Started shallow, going deep.

— Matt and Kim

## Representations

Deep learning is not about neural nets. Deep learning is about
hierarchical representations of concepts. More complicated concepts are
defined as the *compositions* of simpler ones.

Neural nets with lots of hidden layers just happen to be a natural fit for that idea. Since the book focuses on them for the most part, I’ll pretty much just refer to neural nets.

Picking the right representation is hard. There’s a trade-off between simple representations and their generalizability, and more complex ones and their efficiency.

## My Thoughts And Speculations

I think a lot of problems can be thought of as looking for a good representation. Maxwell’s equations are a simple and powerful representation of how electricity works. However, finding that representation took a lot of time. Lots of fields, like economics, lack representations of equal power.

Representations and data compression have large parallels under that interpretation.

Rather than finding the representation (a.k.a. feature engineering), we
can *learn* it. An autoencoder is a good example of this. It learns a
compression and decompression function, and by combining them learns an
approximate representation of the identity function. We can tweak its
architecture to have it learn things like sparseness.

Representations can also be thought of as learning a particular form of a function. Formally, a function is defined by its inputs and outputs, not by a formula. But the formula is usually the thing you actually care about. For example, \(sin^2 + cos^2\), \(f(x) = 1\), and \(\sum\limits_{n=1}^{\infty} \frac{1}{2^n}\) all are the same function, but with wildly different representations that come in handy in different situations.

The ability to *learn* functions makes machine learning (and deep
learning in particluar) a potentially useful tool for simulation. I
dream that one day, physics simulators won’t need complicated analytical
models of dynamics that took years to figure out, but instead *learn*
the dynamics of some system.

Basically, could data plus a machine learning model equal the effort of the best years of a grad student’s life?

This is still a dream. Observing dynamics is hard, and the state space
is *yuuuuge*. Finding representative in that space isn’t easy.

But this is a blog, not a dissertation, and speculation is fun.

At the least, it’d be interesting to use things like system dynamics as units in a computational graph.

That interpretation makes un-blackboxing deep learning especially important because our understanding doesn’t advance very much when we have some opaque oracle function.
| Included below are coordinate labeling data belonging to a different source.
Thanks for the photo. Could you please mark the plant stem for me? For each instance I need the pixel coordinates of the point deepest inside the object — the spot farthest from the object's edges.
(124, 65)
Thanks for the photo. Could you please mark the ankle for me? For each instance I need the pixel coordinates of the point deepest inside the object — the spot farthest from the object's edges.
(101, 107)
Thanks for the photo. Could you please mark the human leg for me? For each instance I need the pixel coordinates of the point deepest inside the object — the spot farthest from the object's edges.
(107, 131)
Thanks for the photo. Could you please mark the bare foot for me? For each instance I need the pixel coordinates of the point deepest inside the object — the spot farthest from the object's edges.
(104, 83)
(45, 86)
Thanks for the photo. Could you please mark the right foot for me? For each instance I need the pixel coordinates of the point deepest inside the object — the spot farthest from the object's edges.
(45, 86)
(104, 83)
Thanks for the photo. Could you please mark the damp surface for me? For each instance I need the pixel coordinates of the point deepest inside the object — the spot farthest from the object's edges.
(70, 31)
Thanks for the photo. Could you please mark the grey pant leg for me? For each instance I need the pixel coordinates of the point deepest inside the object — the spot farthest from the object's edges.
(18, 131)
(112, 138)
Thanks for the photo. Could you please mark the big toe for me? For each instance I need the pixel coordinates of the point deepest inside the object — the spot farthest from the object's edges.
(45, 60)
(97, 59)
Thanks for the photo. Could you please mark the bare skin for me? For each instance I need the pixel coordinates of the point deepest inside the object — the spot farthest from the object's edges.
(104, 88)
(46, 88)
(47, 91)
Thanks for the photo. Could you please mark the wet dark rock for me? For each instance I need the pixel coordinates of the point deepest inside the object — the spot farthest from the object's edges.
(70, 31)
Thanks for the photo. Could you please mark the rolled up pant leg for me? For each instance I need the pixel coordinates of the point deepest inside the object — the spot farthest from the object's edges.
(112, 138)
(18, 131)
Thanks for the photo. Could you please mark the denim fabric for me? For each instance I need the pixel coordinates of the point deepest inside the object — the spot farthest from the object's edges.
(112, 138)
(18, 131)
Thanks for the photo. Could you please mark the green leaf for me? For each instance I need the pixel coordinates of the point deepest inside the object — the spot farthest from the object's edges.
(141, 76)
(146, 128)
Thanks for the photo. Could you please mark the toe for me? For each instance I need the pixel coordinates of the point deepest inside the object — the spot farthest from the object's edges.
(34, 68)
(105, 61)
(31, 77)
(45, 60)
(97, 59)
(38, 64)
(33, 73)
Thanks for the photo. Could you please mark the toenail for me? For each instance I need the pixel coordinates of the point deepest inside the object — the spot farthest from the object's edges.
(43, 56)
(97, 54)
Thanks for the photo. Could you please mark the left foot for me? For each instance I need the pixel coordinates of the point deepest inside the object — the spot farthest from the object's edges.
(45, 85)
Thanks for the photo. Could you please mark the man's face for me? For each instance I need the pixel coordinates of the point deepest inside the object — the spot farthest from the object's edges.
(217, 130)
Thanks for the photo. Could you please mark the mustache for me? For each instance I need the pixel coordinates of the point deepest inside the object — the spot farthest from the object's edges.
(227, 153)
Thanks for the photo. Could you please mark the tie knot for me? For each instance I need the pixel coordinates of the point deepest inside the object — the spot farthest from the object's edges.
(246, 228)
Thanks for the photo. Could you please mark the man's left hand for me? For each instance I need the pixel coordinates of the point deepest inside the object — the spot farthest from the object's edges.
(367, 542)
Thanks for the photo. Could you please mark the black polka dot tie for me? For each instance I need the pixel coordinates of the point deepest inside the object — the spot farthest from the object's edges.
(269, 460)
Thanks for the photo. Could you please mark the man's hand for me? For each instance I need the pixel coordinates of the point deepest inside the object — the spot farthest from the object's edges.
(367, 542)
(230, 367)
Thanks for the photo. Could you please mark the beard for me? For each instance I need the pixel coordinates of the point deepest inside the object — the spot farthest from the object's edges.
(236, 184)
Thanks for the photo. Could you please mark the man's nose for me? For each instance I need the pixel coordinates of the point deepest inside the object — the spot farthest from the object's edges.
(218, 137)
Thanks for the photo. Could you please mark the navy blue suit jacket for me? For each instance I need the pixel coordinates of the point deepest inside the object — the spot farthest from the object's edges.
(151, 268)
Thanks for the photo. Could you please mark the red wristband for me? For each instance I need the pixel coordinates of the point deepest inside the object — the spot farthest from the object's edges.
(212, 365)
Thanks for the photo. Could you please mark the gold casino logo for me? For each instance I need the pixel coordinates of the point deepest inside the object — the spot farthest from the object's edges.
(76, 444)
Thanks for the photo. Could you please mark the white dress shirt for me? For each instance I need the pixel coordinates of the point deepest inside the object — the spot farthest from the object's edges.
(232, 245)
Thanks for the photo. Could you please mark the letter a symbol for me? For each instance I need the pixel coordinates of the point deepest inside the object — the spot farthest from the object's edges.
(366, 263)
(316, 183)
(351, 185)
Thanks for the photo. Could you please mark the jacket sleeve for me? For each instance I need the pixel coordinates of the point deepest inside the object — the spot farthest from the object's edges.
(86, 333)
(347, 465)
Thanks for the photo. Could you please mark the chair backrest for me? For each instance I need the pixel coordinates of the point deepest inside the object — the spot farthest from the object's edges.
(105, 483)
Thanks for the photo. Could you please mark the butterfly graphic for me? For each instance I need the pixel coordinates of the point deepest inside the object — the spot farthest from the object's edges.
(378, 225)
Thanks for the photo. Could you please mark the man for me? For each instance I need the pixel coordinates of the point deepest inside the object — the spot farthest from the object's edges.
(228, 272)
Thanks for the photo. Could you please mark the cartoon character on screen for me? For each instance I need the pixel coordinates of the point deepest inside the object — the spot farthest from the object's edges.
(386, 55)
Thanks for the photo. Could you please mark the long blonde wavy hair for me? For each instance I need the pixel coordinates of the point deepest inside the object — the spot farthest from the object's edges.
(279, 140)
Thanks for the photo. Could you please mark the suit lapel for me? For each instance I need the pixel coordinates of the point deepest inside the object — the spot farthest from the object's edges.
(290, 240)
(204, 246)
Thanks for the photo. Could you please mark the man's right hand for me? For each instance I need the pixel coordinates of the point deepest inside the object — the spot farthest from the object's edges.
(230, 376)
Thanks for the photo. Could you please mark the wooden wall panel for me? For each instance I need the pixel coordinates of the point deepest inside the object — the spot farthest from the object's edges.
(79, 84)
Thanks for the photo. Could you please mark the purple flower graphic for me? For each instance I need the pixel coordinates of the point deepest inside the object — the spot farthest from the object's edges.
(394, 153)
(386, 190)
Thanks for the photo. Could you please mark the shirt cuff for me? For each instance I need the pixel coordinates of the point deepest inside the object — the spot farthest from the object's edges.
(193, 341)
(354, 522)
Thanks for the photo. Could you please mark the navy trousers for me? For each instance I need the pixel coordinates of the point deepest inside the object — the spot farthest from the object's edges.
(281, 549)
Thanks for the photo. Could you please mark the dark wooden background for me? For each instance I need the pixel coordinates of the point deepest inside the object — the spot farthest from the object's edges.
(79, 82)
Another speculation: could you use known dynamics as a *starting
point*/prior for the new learned ones? Essentially, could you discover
quantum electrodynamics from Maxwell’s equations, a neural network, and
a *lot* of data? (This brings up a lot of issues too, but live a little
and dream.)

## Historical Trends

“The past isn’t dead. It’s not even past.”

That quote sums up this section.

## Distributed representations

When representing data, modular representations are often better.

The example the book gives is learning color and object identity for \(n\) colors and \(n\) objects. Rather than learning every combination of color and object identity, with is an \(O(n^2)\) task, we can learn each individually and combine them, which is \(O(2n)\). It also generalizes far better.

The lesson here is one that any programmer should be familiar with: keep separate things separate. It’ll save you a lot of pain in the long run.